Agenda 15/12/2011 às 09:44

A Lei Maria da Penha inovou ao prever a decretação da prisão preventiva, de ofício, pelo Juiz, ainda na fase de inquérito policial. Mas tal previsão é possível em nosso ordenamento jurídico?

Sem dúvida, a lei nº 11.340/2006, conhecida como Lei Maria da Penha, expressa o compromisso do Estado brasileiro no sentido de responder à problemática da violência contra a mulher no contexto familiar. Constitui, pois, verdadeiro despertar para a real vulnerabilidade vivenciada pela mulher no âmbito do núcleo familiar, numa situação de violência. É preciso compreender que a lei significa um movimento no sentido de questionar toda uma cultura fundamentada numa base discriminatória e patriarcal, a qual engendrou um núcleo familiar desigual, com o estabelecimento de papéis históricos, sendo reservado à mulher aquele secundário, o qual, em realidade nunca se justificou.

Mais que isso, a Lei Maria da Penha significa a inciativa do Estado brasileiro no sentido de dar cumprimento, de um lado, aos comandos constitucionais, sobretudo expressos no artigo 5º da Carta Política, que aponta a igualdade de todos perante a lei, assim como no artigo 226, § 8º, o qual impõe a assistência à família e a criação de mecanismos para coibir a violência no seio familiar; e de outro aos comandos convencionais, que obrigam os Estados signatários a adotar medidas para promover a proteção aos direitos humanos e expresso, entre outros, na Convenção sobre a Eliminação de Todas as Formas de Discriminação contra a Mulher e a Convenção de Belém do Pará. Ademais e em última análise, a lei Maria da Penha constitui o resultado da recomendação ao estado brasileiro, promovida pela Comissão Interamericana de Direitos Humanos. Simplificando, constitui uma lei legítima e que legitimamente se presta a assistir uma determinada parcela da sociedade que se encontra em situação de absoluta vulnerabilidade.

Todos esses aspectos conferem à lei algumas particularidades, como a previsão de um rito processual especial, o afastamento de institutos despenalizadores previstos na lei nº 9.099/95, bem como o estabelecimento de medidas específicas de proteção à mulher. Pelo exposto, percebe-se que a lei nº 11.340/2006 constitui-se em verdadeira lei de política criminal, porquanto voltada especificamente para a proteção da mulher vítima de violência por parte daqueles com quem mantém vínculos afetivos domésticos.

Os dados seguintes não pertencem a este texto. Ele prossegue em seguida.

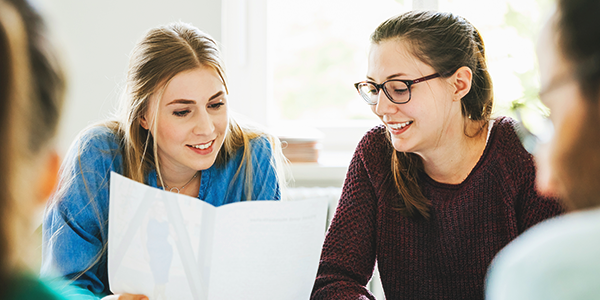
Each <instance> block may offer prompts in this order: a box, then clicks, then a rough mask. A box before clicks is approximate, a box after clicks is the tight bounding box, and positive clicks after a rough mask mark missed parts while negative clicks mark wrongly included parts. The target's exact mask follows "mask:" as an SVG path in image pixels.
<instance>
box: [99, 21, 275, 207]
mask: <svg viewBox="0 0 600 300" xmlns="http://www.w3.org/2000/svg"><path fill="white" fill-rule="evenodd" d="M201 67H208V68H210V69H212V70H214V71H215V72H216V73H217V75H218V76H219V78H220V79H221V81H222V83H223V85H224V86H225V90H226V91H228V89H227V81H226V76H225V68H224V64H223V61H222V60H221V56H220V52H219V49H218V46H217V43H216V42H215V40H214V39H212V37H210V36H209V35H208V34H206V33H204V32H202V31H200V30H199V29H198V28H196V27H194V26H192V25H190V24H186V23H182V22H176V23H171V24H168V25H165V26H160V27H157V28H153V29H151V30H149V31H148V32H147V33H146V35H145V36H144V37H143V38H142V40H141V41H140V42H139V43H138V44H137V45H136V46H135V48H134V49H133V52H132V54H131V57H130V62H129V71H128V74H127V86H126V92H125V97H124V99H123V100H124V101H122V102H121V107H120V111H119V115H118V116H117V118H118V119H117V120H116V121H111V122H108V123H105V125H106V126H107V127H109V128H110V129H112V130H113V131H114V132H115V133H116V134H117V136H118V137H119V138H120V139H121V140H122V146H123V175H124V176H126V177H128V178H131V179H133V180H135V181H138V182H141V183H144V180H145V178H146V176H147V175H148V173H149V172H150V171H151V170H152V169H156V171H157V179H158V180H159V181H160V182H161V183H162V175H161V172H160V165H159V163H158V155H157V148H158V147H157V141H156V139H154V138H153V137H152V135H151V134H149V131H148V130H146V129H144V128H142V126H141V125H140V120H141V118H142V117H143V116H145V115H146V113H147V112H148V108H149V107H148V106H149V102H150V96H151V95H153V94H157V96H158V97H157V98H158V99H160V98H161V97H162V94H163V92H164V90H165V88H166V86H167V85H168V83H169V82H170V80H171V79H172V78H173V77H175V75H177V74H179V73H181V72H184V71H188V70H192V69H196V68H201ZM153 125H154V126H156V122H154V124H153ZM259 136H265V137H266V138H267V139H268V140H269V142H270V144H271V147H272V150H273V153H274V161H273V162H272V163H273V166H274V167H275V168H276V170H277V175H278V180H279V183H280V187H282V188H283V187H284V186H285V180H284V172H283V170H282V166H283V165H284V159H283V155H282V154H281V144H280V142H279V140H278V139H277V138H275V137H274V136H272V135H268V134H266V133H265V132H264V131H263V130H260V129H258V128H257V127H252V126H249V125H248V124H241V123H239V122H237V121H236V120H234V118H232V117H229V120H228V126H227V133H226V137H225V141H224V143H223V146H222V148H221V149H220V151H219V153H218V155H217V158H216V161H215V164H217V165H221V164H224V163H225V162H227V161H228V160H229V159H230V158H231V157H233V156H235V153H236V152H237V150H238V149H240V148H242V149H243V156H242V157H243V158H242V164H240V166H239V167H238V170H237V172H236V174H235V176H236V177H237V176H238V175H239V173H240V171H241V170H242V167H243V166H246V168H245V174H244V175H245V179H246V185H245V187H246V190H245V194H246V200H250V199H251V197H252V192H253V191H252V186H253V185H252V184H251V183H252V164H251V163H250V162H251V145H250V141H251V140H252V139H255V138H257V137H259ZM232 182H233V181H232Z"/></svg>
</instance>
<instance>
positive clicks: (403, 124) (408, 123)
mask: <svg viewBox="0 0 600 300" xmlns="http://www.w3.org/2000/svg"><path fill="white" fill-rule="evenodd" d="M411 123H412V121H408V122H404V123H396V124H388V126H390V128H392V129H396V130H398V129H402V128H404V127H406V126H408V125H409V124H411Z"/></svg>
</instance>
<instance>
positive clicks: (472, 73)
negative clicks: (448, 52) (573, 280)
mask: <svg viewBox="0 0 600 300" xmlns="http://www.w3.org/2000/svg"><path fill="white" fill-rule="evenodd" d="M472 82H473V71H471V68H469V67H460V68H458V70H456V72H454V75H453V81H452V84H453V87H454V100H455V101H460V100H461V99H462V98H463V97H464V96H465V95H467V94H468V93H469V91H470V90H471V83H472Z"/></svg>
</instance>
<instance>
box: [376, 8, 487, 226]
mask: <svg viewBox="0 0 600 300" xmlns="http://www.w3.org/2000/svg"><path fill="white" fill-rule="evenodd" d="M390 39H398V40H402V42H405V43H408V45H409V49H410V51H412V54H413V55H414V56H415V57H417V58H419V59H420V60H421V61H423V62H424V63H426V64H428V65H430V66H431V67H432V68H433V69H434V70H435V71H436V72H437V73H439V74H441V75H442V77H449V76H451V75H453V74H454V72H456V70H458V69H459V68H460V67H463V66H466V67H469V68H470V69H471V71H472V72H473V82H472V86H471V90H470V91H469V93H467V95H465V96H464V97H463V98H462V100H461V105H462V114H463V116H464V117H465V118H468V119H470V120H472V121H476V122H481V123H482V126H483V124H484V123H486V122H487V121H488V120H489V118H490V114H491V112H492V106H493V93H492V80H491V78H490V75H489V73H488V71H487V64H486V59H485V50H484V45H483V40H482V38H481V35H480V34H479V31H477V29H476V28H475V27H474V26H473V25H472V24H471V23H469V22H468V21H467V20H465V19H464V18H462V17H460V16H457V15H453V14H451V13H443V12H430V11H412V12H408V13H405V14H402V15H399V16H396V17H393V18H390V19H388V20H386V21H385V22H383V23H382V24H381V25H379V27H377V29H375V32H373V34H372V35H371V42H372V43H373V44H378V43H381V42H382V41H386V40H390ZM465 134H466V133H465ZM422 169H423V166H422V162H421V159H420V157H419V156H417V155H416V154H412V153H402V152H397V151H393V154H392V174H393V178H394V182H395V185H396V187H397V189H398V192H399V193H400V196H401V198H402V201H401V202H400V203H393V206H394V207H395V208H397V209H398V210H399V211H400V212H401V213H402V214H404V215H406V216H410V217H417V216H422V217H424V218H429V206H430V202H429V200H428V199H427V198H425V196H423V194H422V192H421V189H420V187H419V185H418V183H417V176H418V173H419V171H420V170H422Z"/></svg>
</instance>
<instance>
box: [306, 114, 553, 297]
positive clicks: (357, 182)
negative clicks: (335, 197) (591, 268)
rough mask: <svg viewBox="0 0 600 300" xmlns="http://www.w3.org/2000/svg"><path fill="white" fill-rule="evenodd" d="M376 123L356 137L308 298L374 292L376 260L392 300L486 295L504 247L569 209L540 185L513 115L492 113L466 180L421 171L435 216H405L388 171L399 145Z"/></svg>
mask: <svg viewBox="0 0 600 300" xmlns="http://www.w3.org/2000/svg"><path fill="white" fill-rule="evenodd" d="M385 135H386V129H385V127H383V126H378V127H376V128H374V129H372V130H371V131H369V132H368V133H367V134H366V135H365V136H364V137H363V139H362V141H361V142H360V143H359V145H358V147H357V149H356V151H355V153H354V157H353V159H352V162H351V163H350V167H349V169H348V174H347V176H346V181H345V183H344V189H343V192H342V196H341V199H340V202H339V204H338V207H337V210H336V213H335V217H334V219H333V220H332V223H331V226H330V227H329V230H328V233H327V237H326V239H325V243H324V246H323V252H322V254H321V261H320V265H319V271H318V274H317V279H316V282H315V286H314V289H313V292H312V297H311V299H375V298H374V297H373V296H372V295H371V294H370V293H369V291H368V290H367V289H366V288H365V285H366V284H367V282H368V281H369V279H370V277H371V275H372V273H373V269H374V266H375V262H376V261H377V265H378V268H379V272H380V275H381V282H382V285H383V289H384V292H385V295H386V298H387V299H483V297H484V292H483V288H484V281H485V275H486V272H487V268H488V266H489V264H490V262H491V261H492V259H493V258H494V256H495V255H496V253H497V252H498V251H500V249H502V247H504V246H505V245H506V244H508V242H510V241H511V240H512V239H514V238H515V237H517V235H519V234H520V233H522V232H523V231H525V230H526V229H527V228H529V227H531V226H533V225H535V224H536V223H538V222H540V221H542V220H544V219H547V218H550V217H553V216H556V215H559V214H561V213H562V212H563V210H564V209H563V207H562V205H561V204H560V203H559V202H558V200H557V199H553V198H545V197H542V196H540V195H539V194H538V193H537V192H536V190H535V188H534V184H535V166H534V162H533V157H532V156H531V155H530V154H529V153H527V151H525V149H524V148H523V147H522V145H521V143H520V142H519V139H518V137H517V135H516V132H515V130H514V121H513V120H512V119H510V118H506V117H502V118H499V119H497V120H495V122H494V125H493V127H492V130H491V132H490V137H489V140H488V142H487V145H486V148H485V150H484V153H483V155H482V157H481V158H480V160H479V162H478V163H477V165H476V166H475V167H474V168H473V170H472V171H471V173H470V174H469V176H468V177H467V178H466V179H465V180H464V181H463V182H462V183H460V184H456V185H452V184H442V183H438V182H436V181H434V180H432V179H431V178H430V177H429V176H427V175H426V174H425V173H424V172H422V173H421V174H420V177H419V179H418V183H419V186H420V187H421V190H422V191H423V194H424V196H425V197H427V199H429V200H430V201H431V207H430V213H431V218H430V219H429V220H424V219H414V218H409V217H405V216H402V215H401V214H400V213H399V212H398V211H396V210H394V209H393V208H392V206H391V203H392V201H399V200H400V199H399V198H400V196H399V194H398V191H397V190H396V187H395V185H394V183H393V177H392V175H391V156H392V151H394V149H393V147H392V145H391V144H390V142H389V141H388V140H387V139H386V136H385Z"/></svg>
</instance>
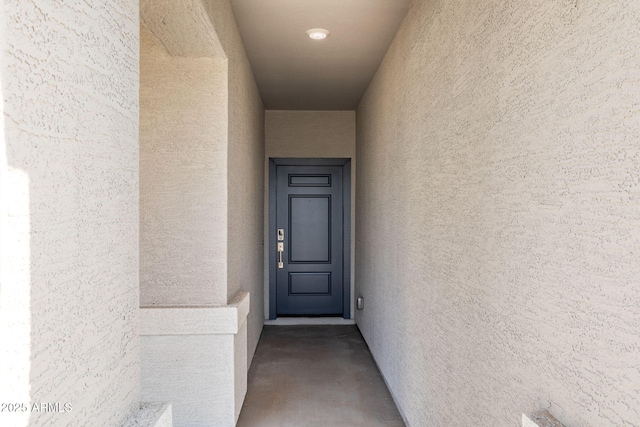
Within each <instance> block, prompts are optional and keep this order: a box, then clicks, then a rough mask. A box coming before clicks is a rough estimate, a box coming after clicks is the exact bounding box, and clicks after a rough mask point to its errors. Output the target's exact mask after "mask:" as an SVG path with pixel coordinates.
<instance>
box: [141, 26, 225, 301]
mask: <svg viewBox="0 0 640 427" xmlns="http://www.w3.org/2000/svg"><path fill="white" fill-rule="evenodd" d="M226 134H227V64H226V60H224V59H214V58H183V57H170V56H169V55H168V54H167V53H166V52H165V51H164V49H163V48H162V47H161V46H160V44H159V43H157V42H156V39H155V38H154V36H153V35H152V34H151V33H150V32H149V31H148V30H147V29H146V28H145V27H144V26H142V27H141V58H140V303H141V304H142V305H190V304H226V302H227V290H226V283H227V268H226V249H227V247H226V246H227V242H226V233H227V232H226V227H227V223H226V221H227V211H226V205H227V185H226V181H227V179H226V175H227V143H226Z"/></svg>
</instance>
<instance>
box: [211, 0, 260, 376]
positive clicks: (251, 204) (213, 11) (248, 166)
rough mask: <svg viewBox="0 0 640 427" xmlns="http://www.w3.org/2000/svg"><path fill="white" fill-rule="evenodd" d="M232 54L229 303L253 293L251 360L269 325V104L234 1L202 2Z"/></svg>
mask: <svg viewBox="0 0 640 427" xmlns="http://www.w3.org/2000/svg"><path fill="white" fill-rule="evenodd" d="M203 3H204V5H205V9H206V10H207V12H208V14H209V17H210V18H211V22H212V23H213V26H214V28H215V30H216V33H217V34H218V37H219V39H220V44H221V45H222V48H223V50H224V52H225V54H226V55H227V58H228V97H229V98H228V99H229V105H228V139H227V141H228V142H227V194H228V199H227V200H228V201H227V301H231V300H233V299H234V298H235V297H236V296H237V295H238V293H239V292H249V293H250V294H251V309H250V312H249V317H248V319H247V341H248V342H247V345H248V360H249V364H250V362H251V358H252V357H253V353H254V352H255V348H256V346H257V345H258V339H259V338H260V334H261V332H262V325H263V323H264V311H263V304H262V301H263V298H264V294H263V288H262V283H263V282H262V270H263V264H262V252H263V249H262V235H263V228H262V227H263V224H262V222H263V220H262V200H263V186H264V182H263V174H264V169H263V167H264V165H263V159H264V106H263V104H262V100H261V98H260V94H259V93H258V88H257V86H256V83H255V80H254V78H253V73H252V71H251V67H250V64H249V60H248V59H247V55H246V53H245V50H244V45H243V44H242V39H241V38H240V33H239V32H238V28H237V26H236V21H235V18H234V16H233V10H232V8H231V2H230V1H229V0H203Z"/></svg>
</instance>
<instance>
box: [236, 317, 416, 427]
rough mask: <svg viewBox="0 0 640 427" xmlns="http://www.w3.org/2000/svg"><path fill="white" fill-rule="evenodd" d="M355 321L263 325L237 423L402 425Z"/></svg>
mask: <svg viewBox="0 0 640 427" xmlns="http://www.w3.org/2000/svg"><path fill="white" fill-rule="evenodd" d="M404 425H405V424H404V423H403V422H402V418H401V417H400V414H399V413H398V410H397V409H396V406H395V404H394V403H393V399H392V397H391V395H390V393H389V391H388V389H387V386H386V385H385V383H384V380H383V379H382V376H381V375H380V371H379V370H378V367H377V366H376V364H375V362H374V361H373V358H372V357H371V353H370V352H369V348H368V347H367V344H366V343H365V342H364V339H363V338H362V335H360V331H359V330H358V327H357V326H355V325H313V326H301V325H300V326H265V327H264V329H263V332H262V337H261V338H260V342H259V343H258V348H257V350H256V354H255V356H254V359H253V363H252V365H251V368H250V369H249V378H248V390H247V396H246V398H245V401H244V406H243V407H242V411H241V412H240V418H239V420H238V424H237V426H238V427H257V426H260V427H276V426H278V427H289V426H291V427H293V426H296V427H325V426H353V427H357V426H367V427H387V426H388V427H404Z"/></svg>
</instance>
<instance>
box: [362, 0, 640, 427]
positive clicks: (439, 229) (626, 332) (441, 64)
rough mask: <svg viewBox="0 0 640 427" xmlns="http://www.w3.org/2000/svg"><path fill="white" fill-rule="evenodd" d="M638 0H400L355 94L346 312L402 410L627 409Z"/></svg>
mask: <svg viewBox="0 0 640 427" xmlns="http://www.w3.org/2000/svg"><path fill="white" fill-rule="evenodd" d="M638 22H640V3H639V2H637V1H631V0H629V1H622V0H598V1H591V2H583V1H577V2H576V1H557V2H537V1H524V2H505V1H491V2H478V1H471V0H456V1H449V2H444V1H426V0H425V1H420V0H418V1H416V2H415V3H414V5H413V8H412V9H411V10H410V12H409V14H408V16H407V18H406V19H405V21H404V23H403V25H402V27H401V28H400V31H399V33H398V34H397V36H396V38H395V40H394V42H393V43H392V45H391V47H390V50H389V51H388V53H387V55H386V57H385V59H384V61H383V63H382V65H381V67H380V69H379V70H378V73H377V75H376V77H375V78H374V80H373V81H372V83H371V85H370V87H369V88H368V90H367V92H366V94H365V97H364V98H363V100H362V102H361V104H360V106H359V109H358V117H357V121H358V139H357V158H358V174H357V176H358V186H357V202H358V214H357V224H356V225H357V227H356V234H357V246H356V250H357V264H356V266H357V267H356V268H357V270H356V277H357V285H356V286H357V290H356V293H357V294H362V295H363V296H364V297H365V309H364V311H363V312H359V313H357V317H356V319H357V323H358V325H359V327H360V329H361V331H362V333H363V335H364V337H365V338H366V340H367V342H368V344H369V346H370V348H371V350H372V352H373V354H374V356H375V359H376V361H377V363H378V365H379V366H380V368H381V370H382V373H383V374H384V376H385V378H386V380H387V382H388V384H389V386H390V389H391V391H392V393H393V394H394V396H395V398H396V399H397V402H398V404H399V407H400V410H401V411H402V412H403V413H404V415H405V416H406V418H407V421H408V425H410V426H413V427H416V426H431V425H442V426H445V425H446V426H454V425H455V426H458V425H460V426H462V425H485V426H486V425H496V426H511V425H518V422H519V418H520V416H521V414H522V413H531V412H533V411H534V410H535V409H538V408H548V411H549V412H550V413H551V414H552V415H554V416H555V417H556V418H557V419H558V420H559V421H560V422H562V423H563V424H565V425H570V426H576V427H577V426H623V425H628V426H631V425H640V389H639V388H638V384H640V370H639V367H640V351H639V350H640V263H639V262H638V253H640V178H639V176H640V172H639V171H640V83H639V82H640V50H638V46H640V26H639V25H638Z"/></svg>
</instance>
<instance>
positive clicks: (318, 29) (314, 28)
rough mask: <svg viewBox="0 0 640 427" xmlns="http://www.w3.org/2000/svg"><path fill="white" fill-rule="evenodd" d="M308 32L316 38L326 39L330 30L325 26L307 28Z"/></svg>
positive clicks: (312, 37) (316, 38)
mask: <svg viewBox="0 0 640 427" xmlns="http://www.w3.org/2000/svg"><path fill="white" fill-rule="evenodd" d="M307 34H309V37H311V38H312V39H314V40H322V39H326V38H327V36H328V35H329V30H325V29H324V28H312V29H310V30H307Z"/></svg>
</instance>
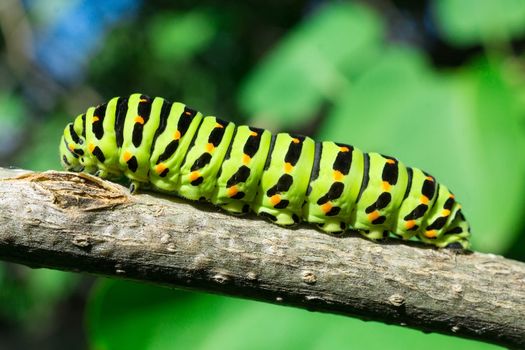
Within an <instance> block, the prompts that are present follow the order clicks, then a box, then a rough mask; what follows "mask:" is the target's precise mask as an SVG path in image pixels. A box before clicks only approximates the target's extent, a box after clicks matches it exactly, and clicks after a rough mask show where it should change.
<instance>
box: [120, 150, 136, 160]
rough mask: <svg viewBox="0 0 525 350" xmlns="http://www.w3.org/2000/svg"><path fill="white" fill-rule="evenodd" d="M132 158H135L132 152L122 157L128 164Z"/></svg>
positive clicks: (122, 155)
mask: <svg viewBox="0 0 525 350" xmlns="http://www.w3.org/2000/svg"><path fill="white" fill-rule="evenodd" d="M131 157H133V155H132V154H131V152H129V151H126V152H124V154H123V155H122V158H123V159H124V161H126V162H127V161H128V160H130V159H131Z"/></svg>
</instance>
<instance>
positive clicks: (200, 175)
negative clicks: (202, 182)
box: [189, 170, 201, 181]
mask: <svg viewBox="0 0 525 350" xmlns="http://www.w3.org/2000/svg"><path fill="white" fill-rule="evenodd" d="M199 177H201V173H200V172H199V171H198V170H195V171H192V172H191V173H190V176H189V178H190V180H191V181H194V180H197V179H198V178H199Z"/></svg>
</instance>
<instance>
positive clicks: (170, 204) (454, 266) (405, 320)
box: [0, 169, 525, 348]
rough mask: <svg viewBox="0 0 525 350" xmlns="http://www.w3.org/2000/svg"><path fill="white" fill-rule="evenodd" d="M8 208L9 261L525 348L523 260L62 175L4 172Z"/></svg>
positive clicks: (5, 221) (93, 180)
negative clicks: (380, 238)
mask: <svg viewBox="0 0 525 350" xmlns="http://www.w3.org/2000/svg"><path fill="white" fill-rule="evenodd" d="M21 174H22V175H21ZM0 209H1V210H0V227H1V228H2V229H1V230H0V259H3V260H8V261H14V262H19V263H22V264H26V265H30V266H45V267H51V268H55V269H62V270H69V271H83V272H90V273H95V274H101V275H107V276H116V277H124V278H130V279H135V280H141V281H149V282H154V283H158V284H163V285H171V286H177V287H183V288H192V289H198V290H205V291H212V292H217V293H222V294H228V295H237V296H243V297H246V298H250V299H257V300H264V301H268V302H272V303H278V304H286V305H293V306H297V307H301V308H305V309H309V310H316V311H325V312H333V313H338V314H345V315H351V316H357V317H359V318H362V319H370V320H376V321H382V322H386V323H393V324H401V325H406V326H409V327H414V328H417V329H421V330H425V331H433V332H441V333H447V334H455V335H457V336H462V337H469V338H475V339H479V340H484V341H487V342H492V343H497V344H502V345H506V346H509V347H512V348H525V264H523V263H521V262H517V261H512V260H507V259H504V258H502V257H500V256H495V255H490V254H480V253H468V254H465V253H459V252H457V251H451V250H446V249H445V250H437V249H433V248H429V247H426V246H423V245H421V244H417V243H407V242H400V241H398V240H394V239H392V240H389V241H387V242H381V243H374V242H370V241H368V240H366V239H364V238H361V237H358V236H357V235H349V236H346V237H342V238H338V237H333V236H330V235H326V234H323V233H321V232H319V231H317V230H315V229H312V228H309V227H301V228H298V229H285V228H280V227H277V226H275V225H272V224H270V223H267V222H265V221H263V220H262V219H259V218H256V217H253V216H248V217H242V218H238V217H234V216H231V215H228V214H225V213H222V212H219V211H218V210H216V209H215V208H213V207H212V206H209V205H204V204H196V203H188V202H185V201H182V200H179V199H175V198H171V197H164V196H159V195H153V194H140V195H134V196H131V195H129V194H128V191H127V189H125V188H124V187H122V186H120V185H117V184H113V183H110V182H107V181H102V180H100V179H97V178H95V177H92V176H89V175H82V174H81V175H78V174H72V173H64V172H46V173H30V172H26V173H22V172H19V171H15V170H8V169H0Z"/></svg>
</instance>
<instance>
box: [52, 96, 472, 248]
mask: <svg viewBox="0 0 525 350" xmlns="http://www.w3.org/2000/svg"><path fill="white" fill-rule="evenodd" d="M60 157H61V162H62V165H63V167H64V168H65V169H67V170H71V171H85V172H88V173H92V174H96V175H98V176H100V177H102V178H110V179H111V178H118V177H121V176H122V175H124V176H125V177H127V178H128V179H129V180H131V187H130V190H131V192H134V191H135V190H136V189H137V188H139V187H140V186H143V185H145V184H150V186H151V187H152V188H153V189H155V190H158V191H161V192H167V193H172V194H176V195H178V196H180V197H184V198H187V199H191V200H207V201H209V202H211V203H213V204H215V205H217V206H220V207H222V208H223V209H225V210H226V211H228V212H231V213H236V214H241V213H247V212H249V211H250V210H251V211H253V212H255V213H257V214H258V215H260V216H264V217H266V218H269V219H270V220H271V221H273V222H274V223H276V224H279V225H283V226H289V225H295V224H297V223H299V222H300V221H306V222H309V223H314V224H317V225H318V226H319V227H320V228H321V229H322V230H323V231H325V232H329V233H333V234H338V233H342V232H344V231H345V230H347V229H349V228H353V229H356V230H359V232H360V233H362V234H363V235H364V236H366V237H368V238H370V239H380V238H383V237H386V236H387V235H388V234H389V232H393V233H394V234H395V235H397V236H400V237H402V238H403V239H410V238H412V237H417V238H419V239H420V240H421V241H423V242H425V243H428V244H432V245H435V246H438V247H446V246H449V245H452V246H458V245H460V246H461V247H463V248H464V249H467V248H468V246H469V237H470V229H469V226H468V223H467V222H466V220H465V217H464V216H463V214H462V212H461V206H460V205H459V204H458V203H457V202H456V201H455V200H454V196H453V195H452V194H451V192H450V191H449V190H448V189H447V188H446V187H445V186H443V185H440V184H438V183H437V182H436V180H435V179H434V177H432V176H431V175H428V174H427V173H425V172H423V171H421V170H419V169H416V168H410V167H407V166H405V165H404V164H403V163H402V162H400V161H398V160H396V159H395V158H392V157H388V156H384V155H381V154H378V153H364V152H362V151H360V150H359V149H357V148H355V147H352V146H350V145H345V144H340V143H336V142H331V141H324V142H315V141H314V140H312V139H311V138H309V137H304V136H298V135H291V134H288V133H279V134H271V133H270V132H269V131H267V130H263V129H258V128H254V127H250V126H245V125H242V126H236V125H234V124H233V123H231V122H227V121H224V120H221V119H219V118H216V117H212V116H206V117H205V116H203V115H202V114H201V113H199V112H197V111H195V110H193V109H191V108H189V107H187V106H185V105H184V104H182V103H178V102H176V103H170V102H168V101H166V100H164V99H163V98H160V97H155V98H150V97H148V96H145V95H141V94H133V95H131V96H129V97H115V98H113V99H111V100H110V101H109V102H107V103H105V104H102V105H100V106H97V107H90V108H89V109H88V110H87V111H86V113H84V114H81V115H79V116H78V117H77V118H76V119H75V120H74V122H73V123H70V124H68V125H67V126H66V128H65V130H64V134H63V136H62V140H61V142H60Z"/></svg>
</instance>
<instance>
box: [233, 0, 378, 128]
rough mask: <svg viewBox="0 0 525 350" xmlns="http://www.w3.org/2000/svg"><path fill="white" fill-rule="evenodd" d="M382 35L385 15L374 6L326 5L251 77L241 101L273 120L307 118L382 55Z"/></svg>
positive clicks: (300, 25)
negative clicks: (372, 6)
mask: <svg viewBox="0 0 525 350" xmlns="http://www.w3.org/2000/svg"><path fill="white" fill-rule="evenodd" d="M382 35H383V33H382V25H381V22H380V19H379V18H378V17H377V16H376V15H375V14H374V13H373V12H372V11H371V10H369V9H368V8H366V7H364V6H361V5H356V4H347V3H337V4H330V5H326V6H325V7H324V8H322V9H321V10H319V11H318V12H316V13H315V14H313V15H312V16H311V17H310V18H308V19H306V20H305V21H304V23H303V24H301V25H299V26H298V27H297V28H295V29H294V30H292V32H291V34H290V35H289V36H288V37H287V38H285V39H284V40H282V41H281V42H280V43H279V45H278V46H277V48H275V49H274V50H273V51H272V52H271V54H270V55H269V56H268V57H267V58H265V59H264V60H263V62H262V63H261V64H260V65H259V66H258V67H257V68H256V69H255V70H254V71H253V72H252V73H251V74H250V75H249V76H248V77H247V78H246V80H245V81H244V83H243V85H242V87H241V89H240V93H239V104H240V105H241V107H242V108H243V109H244V110H245V111H246V112H248V113H250V114H252V115H255V116H258V117H261V116H264V118H265V123H267V124H270V125H271V124H273V125H275V126H279V127H286V126H294V125H295V123H297V122H298V121H301V122H305V121H306V120H307V119H308V118H311V117H312V116H314V115H315V114H316V112H317V111H318V109H319V108H320V107H321V104H322V103H323V101H325V100H333V99H334V98H336V96H337V95H338V93H339V91H340V90H341V89H342V88H344V87H346V86H347V85H348V84H349V81H348V79H349V77H351V76H352V75H358V74H359V73H360V72H361V71H362V70H363V69H364V67H367V66H368V65H369V64H370V61H371V60H372V59H373V58H374V57H376V56H377V55H379V50H380V43H381V38H382Z"/></svg>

Nessa perspectiva, a lei Maria da Penha inovou ao prever a decretação da prisão preventiva, de ofício, pelo Juiz, ainda na fase de inquérito, conforme dispõe seu artigo 20. Mas tal previsão é possível em nosso ordenamento jurídico? A questão suscita grande controvérsia doutrinária. E tal previsão, ao que parece, mostra-se inadequada.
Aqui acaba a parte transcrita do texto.